4. West Virginia
> Employment rate: 60.5% (the lowest)
> Household disposable income per capita: $25,199 (8th lowest)
> Homicide rate: 3.9 per 100,000 (22nd lowest)
> Voter turnout: 47.8% (the lowest)
West Virginia received nearly the worst score in the U.S. for the health of its residents. The mortality rate was 10.5 deaths per 1,000 people, a higher rate than in all but two other state. Additionally, nearly 19% of the state’s population lived in poverty last year, well above a national poverty rate of 15.8%, and one of the highest rates nationwide. West Virginians were also the least likely to engage in politics, as less than 48% of eligible residents chose to vote last year, less than in any other state. While West Virginia’s homicide rate of 3.9 murders per 100,000 state residents was better than the homicide rate of many other states, it was still in the worst 20% of OECD regions.
> Employment rate: 65.1% (12th lowest)
> Household disposable income per capita: $24,150 (3rd lowest)
> Homicide rate: 5.3 per 100,000 (15th highest)
> Voter turnout: 53.3% (4th lowest)
Like a majority of the states with the worst quality of life, Arkansas residents were relatively poor compared to other Americans.

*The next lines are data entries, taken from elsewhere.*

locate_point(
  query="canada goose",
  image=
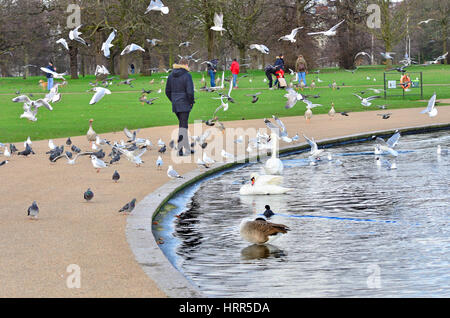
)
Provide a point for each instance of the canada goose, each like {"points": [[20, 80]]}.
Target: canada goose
{"points": [[261, 231], [332, 111], [91, 134]]}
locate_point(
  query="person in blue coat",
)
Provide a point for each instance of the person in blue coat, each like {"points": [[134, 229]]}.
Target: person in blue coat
{"points": [[180, 91], [50, 76]]}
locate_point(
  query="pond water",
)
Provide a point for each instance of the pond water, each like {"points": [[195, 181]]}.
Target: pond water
{"points": [[357, 229]]}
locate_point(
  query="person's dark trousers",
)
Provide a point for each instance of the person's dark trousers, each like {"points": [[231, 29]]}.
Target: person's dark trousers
{"points": [[213, 78], [183, 138], [269, 77]]}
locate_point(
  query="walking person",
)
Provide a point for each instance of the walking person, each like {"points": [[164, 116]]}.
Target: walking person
{"points": [[50, 76], [279, 64], [212, 69], [301, 68], [180, 91], [270, 70], [235, 72]]}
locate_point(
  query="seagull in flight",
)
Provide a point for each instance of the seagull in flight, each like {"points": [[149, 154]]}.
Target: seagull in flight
{"points": [[218, 23], [315, 151], [366, 101], [260, 47], [292, 98], [63, 42], [74, 35], [55, 75], [387, 55], [330, 32], [425, 21], [291, 37], [153, 42], [157, 5], [390, 144], [431, 110], [131, 48], [100, 93]]}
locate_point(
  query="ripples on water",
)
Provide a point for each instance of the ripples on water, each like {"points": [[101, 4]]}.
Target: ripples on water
{"points": [[401, 251]]}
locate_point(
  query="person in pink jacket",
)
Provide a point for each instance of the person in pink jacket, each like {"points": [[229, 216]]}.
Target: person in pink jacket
{"points": [[235, 71]]}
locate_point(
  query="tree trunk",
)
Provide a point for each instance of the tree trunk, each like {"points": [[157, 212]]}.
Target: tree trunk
{"points": [[123, 66], [73, 54], [26, 71], [146, 63], [210, 42], [242, 51]]}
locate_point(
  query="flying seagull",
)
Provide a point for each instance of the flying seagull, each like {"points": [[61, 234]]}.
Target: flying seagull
{"points": [[157, 5], [330, 32], [366, 101], [260, 47], [292, 98], [425, 21], [131, 48], [63, 42], [218, 23], [387, 55], [74, 35], [291, 37], [172, 174], [55, 75]]}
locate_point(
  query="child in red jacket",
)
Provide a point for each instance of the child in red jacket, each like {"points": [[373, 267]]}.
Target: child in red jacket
{"points": [[280, 74], [235, 71]]}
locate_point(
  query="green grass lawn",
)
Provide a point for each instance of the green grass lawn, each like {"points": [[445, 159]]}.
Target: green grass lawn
{"points": [[123, 109]]}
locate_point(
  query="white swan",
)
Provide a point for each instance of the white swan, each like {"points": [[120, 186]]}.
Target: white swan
{"points": [[263, 189], [274, 165], [266, 179]]}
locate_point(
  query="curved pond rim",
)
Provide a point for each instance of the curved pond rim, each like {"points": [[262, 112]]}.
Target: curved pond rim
{"points": [[139, 224]]}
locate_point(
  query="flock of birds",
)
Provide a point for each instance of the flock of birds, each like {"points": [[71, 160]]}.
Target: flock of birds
{"points": [[258, 231]]}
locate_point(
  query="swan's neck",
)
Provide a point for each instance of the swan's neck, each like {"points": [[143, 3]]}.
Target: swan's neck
{"points": [[274, 139]]}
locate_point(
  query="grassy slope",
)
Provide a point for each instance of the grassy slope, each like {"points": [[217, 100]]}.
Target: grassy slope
{"points": [[122, 109]]}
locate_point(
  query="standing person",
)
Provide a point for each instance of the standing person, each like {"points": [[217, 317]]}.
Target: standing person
{"points": [[279, 64], [212, 69], [270, 70], [180, 91], [50, 76], [301, 68], [235, 71]]}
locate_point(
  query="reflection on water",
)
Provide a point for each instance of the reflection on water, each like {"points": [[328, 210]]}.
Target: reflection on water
{"points": [[351, 225]]}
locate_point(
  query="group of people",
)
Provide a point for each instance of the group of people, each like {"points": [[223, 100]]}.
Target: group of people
{"points": [[278, 69], [180, 90], [212, 70]]}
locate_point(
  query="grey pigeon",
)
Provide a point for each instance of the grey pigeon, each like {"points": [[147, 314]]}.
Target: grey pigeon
{"points": [[88, 195], [116, 176], [28, 150], [33, 210], [129, 207]]}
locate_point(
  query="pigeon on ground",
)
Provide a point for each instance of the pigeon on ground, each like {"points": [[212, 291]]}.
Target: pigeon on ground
{"points": [[88, 195], [129, 207], [33, 210]]}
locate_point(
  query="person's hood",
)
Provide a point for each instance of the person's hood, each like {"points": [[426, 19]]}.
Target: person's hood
{"points": [[179, 70]]}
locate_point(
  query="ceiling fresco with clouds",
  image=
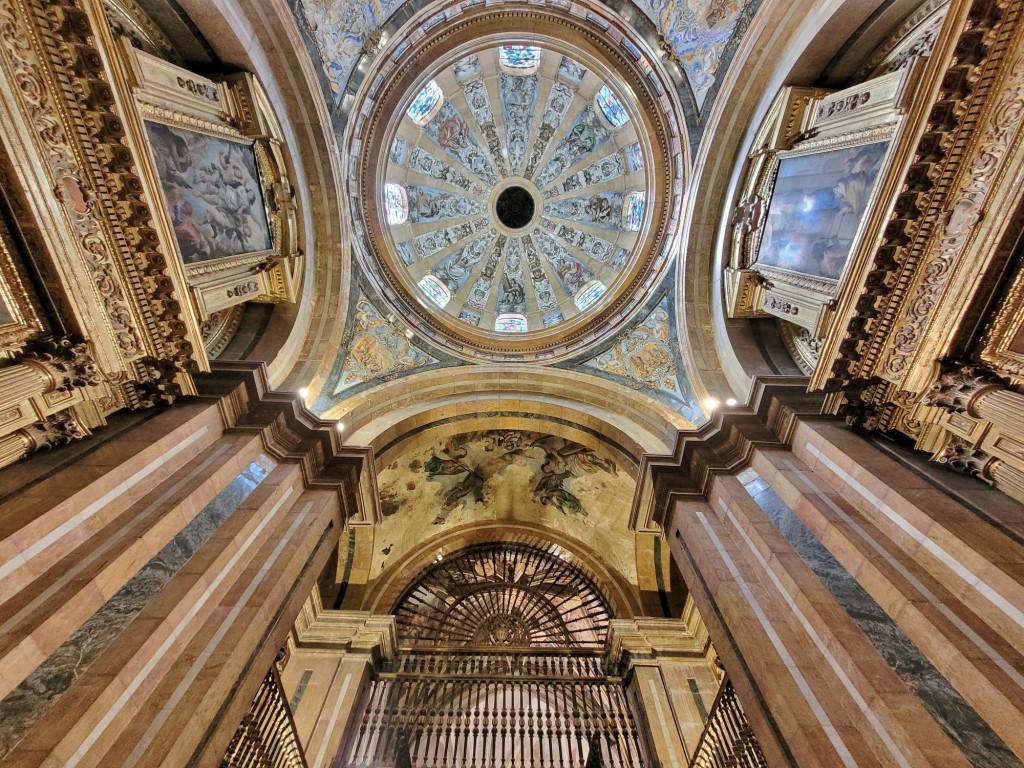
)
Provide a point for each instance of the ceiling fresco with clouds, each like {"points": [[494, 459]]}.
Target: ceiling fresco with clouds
{"points": [[506, 475], [700, 36]]}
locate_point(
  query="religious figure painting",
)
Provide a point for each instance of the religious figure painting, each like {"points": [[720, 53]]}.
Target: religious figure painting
{"points": [[816, 207], [212, 194]]}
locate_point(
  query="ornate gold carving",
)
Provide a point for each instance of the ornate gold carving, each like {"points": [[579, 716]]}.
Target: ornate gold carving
{"points": [[966, 458], [67, 94]]}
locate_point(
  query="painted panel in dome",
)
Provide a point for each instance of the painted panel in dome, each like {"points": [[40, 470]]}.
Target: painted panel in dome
{"points": [[546, 299], [611, 107], [427, 204], [589, 294], [571, 273], [518, 104], [430, 243], [339, 31], [697, 33], [594, 247], [399, 152], [559, 98], [634, 158], [424, 163], [455, 269], [519, 56], [605, 169], [479, 104], [587, 134], [212, 194], [552, 318], [816, 207], [406, 253], [571, 71], [395, 204], [467, 67], [511, 291], [478, 294], [645, 357], [633, 211], [602, 210], [376, 349], [424, 103], [452, 133], [468, 315]]}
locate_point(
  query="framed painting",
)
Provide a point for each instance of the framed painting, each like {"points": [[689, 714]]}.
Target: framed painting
{"points": [[212, 194], [1003, 347], [816, 205]]}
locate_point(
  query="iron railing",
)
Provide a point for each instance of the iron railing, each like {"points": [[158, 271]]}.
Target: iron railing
{"points": [[727, 740], [266, 737]]}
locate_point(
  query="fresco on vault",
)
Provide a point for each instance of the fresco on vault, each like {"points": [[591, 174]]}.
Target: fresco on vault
{"points": [[340, 30], [511, 475], [376, 350], [644, 358], [212, 194]]}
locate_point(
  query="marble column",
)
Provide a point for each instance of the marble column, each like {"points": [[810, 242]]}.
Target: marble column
{"points": [[814, 689], [328, 673]]}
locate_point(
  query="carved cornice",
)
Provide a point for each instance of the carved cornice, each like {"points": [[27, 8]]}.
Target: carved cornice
{"points": [[724, 444], [292, 433], [70, 98], [958, 384], [966, 137]]}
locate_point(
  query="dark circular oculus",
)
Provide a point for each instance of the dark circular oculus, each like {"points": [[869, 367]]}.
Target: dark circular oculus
{"points": [[514, 207]]}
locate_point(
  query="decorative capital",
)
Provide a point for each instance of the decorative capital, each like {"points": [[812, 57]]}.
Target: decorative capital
{"points": [[55, 430], [960, 384], [67, 360], [966, 458]]}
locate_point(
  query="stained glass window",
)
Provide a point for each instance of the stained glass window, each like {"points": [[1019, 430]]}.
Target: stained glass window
{"points": [[510, 324], [633, 211], [426, 103], [611, 108], [436, 290], [589, 294], [519, 56], [395, 203], [634, 158]]}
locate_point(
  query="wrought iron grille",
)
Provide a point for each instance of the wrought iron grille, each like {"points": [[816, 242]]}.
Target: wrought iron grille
{"points": [[266, 737], [502, 596], [474, 710], [727, 740]]}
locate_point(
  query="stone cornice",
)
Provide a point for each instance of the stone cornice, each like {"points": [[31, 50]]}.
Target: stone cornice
{"points": [[723, 444], [290, 432]]}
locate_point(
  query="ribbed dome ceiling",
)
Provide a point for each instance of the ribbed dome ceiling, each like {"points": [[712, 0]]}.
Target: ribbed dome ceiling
{"points": [[515, 189]]}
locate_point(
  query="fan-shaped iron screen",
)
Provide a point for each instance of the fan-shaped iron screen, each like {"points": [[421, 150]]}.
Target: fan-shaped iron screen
{"points": [[503, 596]]}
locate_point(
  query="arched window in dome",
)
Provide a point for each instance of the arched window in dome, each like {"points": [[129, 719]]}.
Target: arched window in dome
{"points": [[633, 211], [510, 324], [589, 294], [395, 204], [426, 103], [519, 59], [611, 107], [436, 290]]}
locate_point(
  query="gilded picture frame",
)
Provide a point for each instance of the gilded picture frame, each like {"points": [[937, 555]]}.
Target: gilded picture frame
{"points": [[215, 192], [813, 204], [1003, 347]]}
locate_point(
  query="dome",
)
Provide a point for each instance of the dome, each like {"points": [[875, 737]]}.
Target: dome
{"points": [[512, 193]]}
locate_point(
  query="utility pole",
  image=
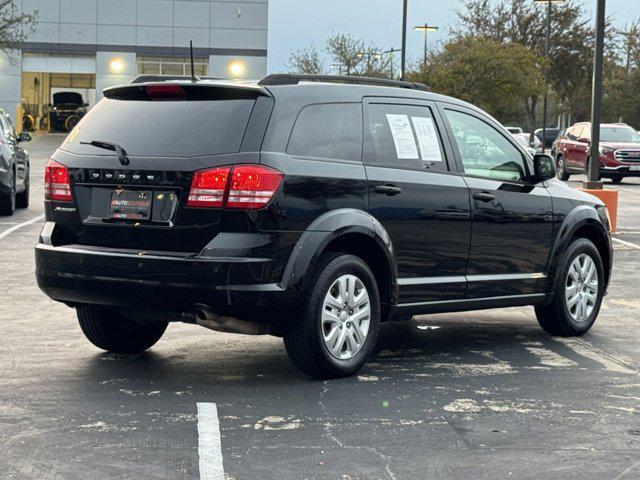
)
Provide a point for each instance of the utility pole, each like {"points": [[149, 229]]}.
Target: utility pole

Per capita household disposable income was less than $25,000 last year, nearly the lowest in the nation. Also, nearly one in five state residents lived below the poverty line in 2013, more than in all but three other states. Perhaps due in part to financial burdens, many residents did not participate in politics. Just 53.3% of eligible state residents chose to vote last year, nearly the lowest voter turnout rate nationwide. Arkansas voters may turn out in greater force this election season, as the state’s popular long-time Democratic governor is set to step down due to term limits.

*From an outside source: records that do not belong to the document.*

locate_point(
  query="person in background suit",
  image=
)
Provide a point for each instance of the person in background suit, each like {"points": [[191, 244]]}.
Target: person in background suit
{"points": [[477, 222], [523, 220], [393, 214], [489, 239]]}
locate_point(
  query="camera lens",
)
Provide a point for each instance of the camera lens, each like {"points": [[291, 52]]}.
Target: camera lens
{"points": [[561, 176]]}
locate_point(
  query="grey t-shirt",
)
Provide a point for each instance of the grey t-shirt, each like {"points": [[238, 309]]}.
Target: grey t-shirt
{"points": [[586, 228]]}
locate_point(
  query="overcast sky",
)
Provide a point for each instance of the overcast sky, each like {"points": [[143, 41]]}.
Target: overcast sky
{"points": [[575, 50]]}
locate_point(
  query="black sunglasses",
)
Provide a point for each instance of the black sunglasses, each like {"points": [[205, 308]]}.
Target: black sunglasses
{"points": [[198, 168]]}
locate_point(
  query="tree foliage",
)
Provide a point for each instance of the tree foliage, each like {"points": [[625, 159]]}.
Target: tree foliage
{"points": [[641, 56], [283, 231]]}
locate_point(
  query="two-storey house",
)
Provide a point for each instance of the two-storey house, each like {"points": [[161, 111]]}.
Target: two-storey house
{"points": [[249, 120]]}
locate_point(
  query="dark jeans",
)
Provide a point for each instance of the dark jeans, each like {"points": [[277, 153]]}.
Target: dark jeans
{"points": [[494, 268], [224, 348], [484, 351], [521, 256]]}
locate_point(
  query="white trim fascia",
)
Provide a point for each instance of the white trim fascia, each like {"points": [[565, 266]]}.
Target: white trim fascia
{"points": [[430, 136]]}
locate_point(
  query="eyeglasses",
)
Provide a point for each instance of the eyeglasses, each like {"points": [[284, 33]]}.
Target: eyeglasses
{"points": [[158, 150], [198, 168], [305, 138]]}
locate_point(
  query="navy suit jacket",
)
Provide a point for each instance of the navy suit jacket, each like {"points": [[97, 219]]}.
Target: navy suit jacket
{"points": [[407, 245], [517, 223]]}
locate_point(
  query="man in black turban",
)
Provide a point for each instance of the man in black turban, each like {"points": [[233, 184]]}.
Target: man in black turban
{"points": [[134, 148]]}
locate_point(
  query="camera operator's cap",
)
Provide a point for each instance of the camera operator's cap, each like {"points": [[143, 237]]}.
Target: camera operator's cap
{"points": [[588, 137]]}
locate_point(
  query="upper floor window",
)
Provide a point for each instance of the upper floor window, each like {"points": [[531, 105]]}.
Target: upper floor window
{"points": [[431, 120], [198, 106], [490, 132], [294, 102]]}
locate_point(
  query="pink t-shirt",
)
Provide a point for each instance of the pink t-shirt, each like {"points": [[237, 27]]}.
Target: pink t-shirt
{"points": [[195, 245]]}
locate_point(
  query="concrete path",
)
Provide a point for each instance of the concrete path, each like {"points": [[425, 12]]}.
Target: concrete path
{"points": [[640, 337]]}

> Employment rate: 62.7% (5th lowest)
> Household disposable income per capita: $25,584 (10th lowest)
> Homicide rate: 6.4 per 100,000 (8th highest)
> Voter turnout: 61.9% (tied-22nd lowest)
Alabama was one of just a few states to adopt additional requirements for voter registration earlier this year, and these requirements’ impact on voter turnout remains to be seen. With nearly 62% of eligible residents voting last year, Alabama’s voter turnout was considerably better than several other states on this list. In terms of access to services, the state was rated nearly the worst, as just 56% of the population had access to broadband Internet last year, less than in all but two other states. Also, like many of the states with the worst quality of life, Alabama residents struggled with poverty. Nearly 19% of people lived in poverty in 2013, versus a national poverty rate of 15.8%.
> Employment rate: 61.6% (2nd lowest)
> Household disposable income per capita: $23,957 (2nd lowest)
> Homicide rate: 7.3 per 100,000 (2nd highest)
> Voter turnout: 74.5% (the highest)
Mississippi had the worst quality of life in the nation. With the exception of civic engagement — nearly three-quarters of eligible residents voted during the last general election, by far the highest rate nationwide — the state fared very poorly in nearly every OECD measure. Less than 82% of Mississippi’s workforce had completed at least high school as of 2013, lower than in every state except for Texas. Low educational attainment rates likely make it more difficult for unemployed residents to find a job. Nearly 9.5% of workers in the state were unemployed last year, among the highest rates in the country. Residents also struggled with poverty as 24% of Mississippians lived in poverty in 2013, the highest rate nationwide. Similarly, crime was a problem as there were 7.3 murders per 100,000 residents, the second-highest homicide rate in the country.